Caroline Hubble never came down from her bedroom without looking the best she could look on that given day. She was attired in a pale blue dressing gown and wore her hair long. She poked through a stack of legal and business work in the solarium of the Merrion Square townhouse as Rory made a late morning appearance.

“Good morning, Prince Charming,” she greeted him.

“I didn’t realize that dancing was so much exercise.”

Caroline rang for the butler. She smiled as Rory laid on a sheepman’s breakfast for himself. “…And a rasher of bacon, Adam.” Turning to Rory, she said, “It’s unnatural to simply sit down, ring a bell, give an order, and there it is.”

Rory sensed a very subtle shift in Caroline’s demeanor, a bit of firmness, a new aspect to her otherwise constant sweet nature. She poured herself a cup of tea, chewed into her toast, and adjusted her glasses.

“I say if it looks like a kiwi, runs like a kiwi, quacks like a kiwi, and lays eggs, then it’s a kiwi.”

“I’m a kiwi all right.

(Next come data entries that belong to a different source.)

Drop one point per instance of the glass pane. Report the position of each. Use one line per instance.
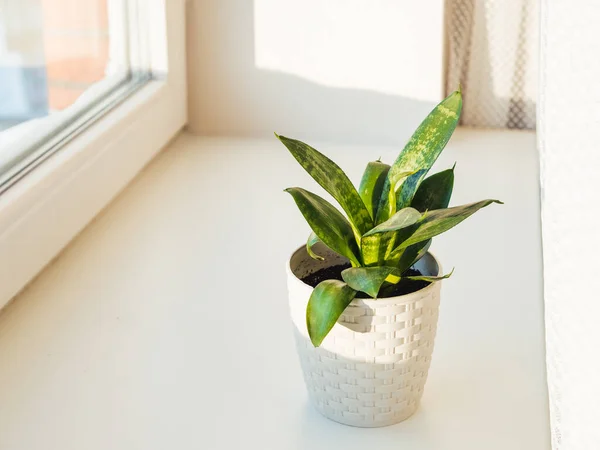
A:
(58, 58)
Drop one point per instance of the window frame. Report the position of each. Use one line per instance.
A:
(43, 211)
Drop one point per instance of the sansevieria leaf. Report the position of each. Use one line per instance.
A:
(441, 220)
(404, 258)
(434, 192)
(327, 223)
(367, 279)
(421, 151)
(370, 279)
(429, 278)
(333, 179)
(327, 302)
(371, 185)
(379, 242)
(311, 241)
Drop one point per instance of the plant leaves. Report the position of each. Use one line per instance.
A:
(333, 179)
(387, 209)
(429, 278)
(370, 279)
(327, 223)
(367, 279)
(327, 302)
(312, 240)
(402, 219)
(404, 258)
(434, 192)
(441, 220)
(378, 242)
(422, 150)
(371, 185)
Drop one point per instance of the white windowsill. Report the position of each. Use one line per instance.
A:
(165, 323)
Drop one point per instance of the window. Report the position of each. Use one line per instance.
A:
(63, 63)
(121, 120)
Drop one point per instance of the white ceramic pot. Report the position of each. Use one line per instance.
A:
(371, 368)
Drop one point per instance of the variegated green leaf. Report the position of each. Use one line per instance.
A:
(327, 223)
(401, 219)
(428, 278)
(371, 185)
(422, 150)
(387, 209)
(379, 242)
(404, 258)
(327, 302)
(312, 240)
(370, 279)
(434, 192)
(333, 179)
(367, 279)
(441, 220)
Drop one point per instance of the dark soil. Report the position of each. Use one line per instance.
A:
(335, 273)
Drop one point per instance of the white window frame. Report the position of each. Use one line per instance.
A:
(42, 213)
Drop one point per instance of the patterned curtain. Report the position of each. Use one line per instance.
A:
(493, 53)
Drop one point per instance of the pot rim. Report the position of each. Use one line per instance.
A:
(372, 301)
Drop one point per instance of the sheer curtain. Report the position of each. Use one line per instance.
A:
(493, 53)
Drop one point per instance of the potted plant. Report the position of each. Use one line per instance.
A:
(364, 291)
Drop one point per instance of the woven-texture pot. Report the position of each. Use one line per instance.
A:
(371, 368)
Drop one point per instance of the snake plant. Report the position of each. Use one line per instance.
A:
(389, 221)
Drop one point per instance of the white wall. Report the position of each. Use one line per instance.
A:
(569, 118)
(344, 70)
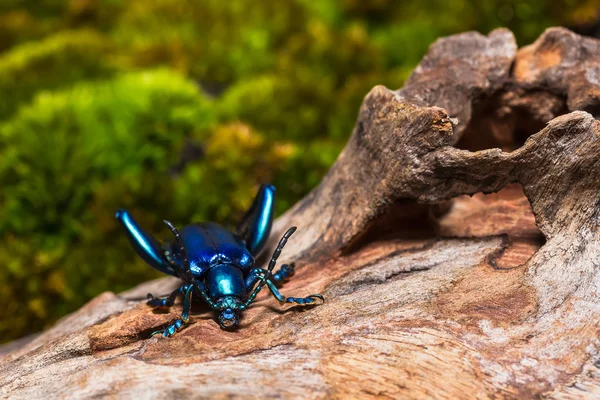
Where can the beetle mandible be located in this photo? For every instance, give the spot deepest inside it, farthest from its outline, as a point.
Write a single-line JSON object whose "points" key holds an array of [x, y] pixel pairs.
{"points": [[216, 264]]}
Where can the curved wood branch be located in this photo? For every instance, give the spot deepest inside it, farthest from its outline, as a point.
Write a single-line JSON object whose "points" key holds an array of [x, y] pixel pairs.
{"points": [[430, 292]]}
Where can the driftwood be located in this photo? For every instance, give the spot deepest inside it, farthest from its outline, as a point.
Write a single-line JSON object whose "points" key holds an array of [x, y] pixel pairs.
{"points": [[430, 292]]}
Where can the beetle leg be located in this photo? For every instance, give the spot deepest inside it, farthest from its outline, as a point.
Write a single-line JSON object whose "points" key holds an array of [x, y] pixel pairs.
{"points": [[180, 322], [256, 224], [167, 301], [302, 301], [283, 274], [145, 245]]}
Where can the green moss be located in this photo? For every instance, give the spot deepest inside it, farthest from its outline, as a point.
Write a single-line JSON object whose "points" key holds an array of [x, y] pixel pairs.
{"points": [[58, 60], [179, 109]]}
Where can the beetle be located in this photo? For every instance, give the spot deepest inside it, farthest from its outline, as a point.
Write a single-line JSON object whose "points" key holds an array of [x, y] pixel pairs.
{"points": [[216, 264]]}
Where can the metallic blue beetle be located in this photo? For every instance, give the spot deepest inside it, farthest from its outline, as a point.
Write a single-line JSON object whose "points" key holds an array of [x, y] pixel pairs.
{"points": [[216, 264]]}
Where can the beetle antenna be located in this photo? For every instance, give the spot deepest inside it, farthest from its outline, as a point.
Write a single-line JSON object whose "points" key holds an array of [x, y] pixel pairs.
{"points": [[179, 240], [274, 257]]}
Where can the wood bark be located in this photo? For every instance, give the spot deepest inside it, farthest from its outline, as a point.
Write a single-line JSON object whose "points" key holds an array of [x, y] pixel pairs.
{"points": [[456, 240]]}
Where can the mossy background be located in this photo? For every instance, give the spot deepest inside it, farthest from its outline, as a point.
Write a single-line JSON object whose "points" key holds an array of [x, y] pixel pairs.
{"points": [[180, 109]]}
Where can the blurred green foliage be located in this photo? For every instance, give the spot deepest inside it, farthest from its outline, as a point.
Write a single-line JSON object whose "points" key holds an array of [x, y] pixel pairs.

Question is, have I laid an egg?”

She found the paper she wanted. “Canterbury District, the South Island between Oxford and Kowai Bush. The Landers farm was purchased by Liam Larkin, proprietor of Ballyutogue Station in 1907.”

Be cool, lad, he told himself. Across the table sat someone who could be as dangerous as a hangman.

“Am I under arrest?” he said at last.

“If you want to know how I got this, Jeremy wrote to me. I’ve known from the minute you walked into Rathweed Hall.”

“That’s not true, Caroline. Jeremy would not break a trust.”

“You believe that?”

“I know it,” Rory said. “You might not like the next line, Caroline. Jeremy intended to become a republican.”

It confirmed her suspicions. Jeremy was born with that soft Irish nature and Conor Larkin was his god. His disaster with Molly, his hatred for his father, his inability to set in comfortably with his own caste all pointed to it. Still, on hearing it, it rocked her, even though she had suspected as much.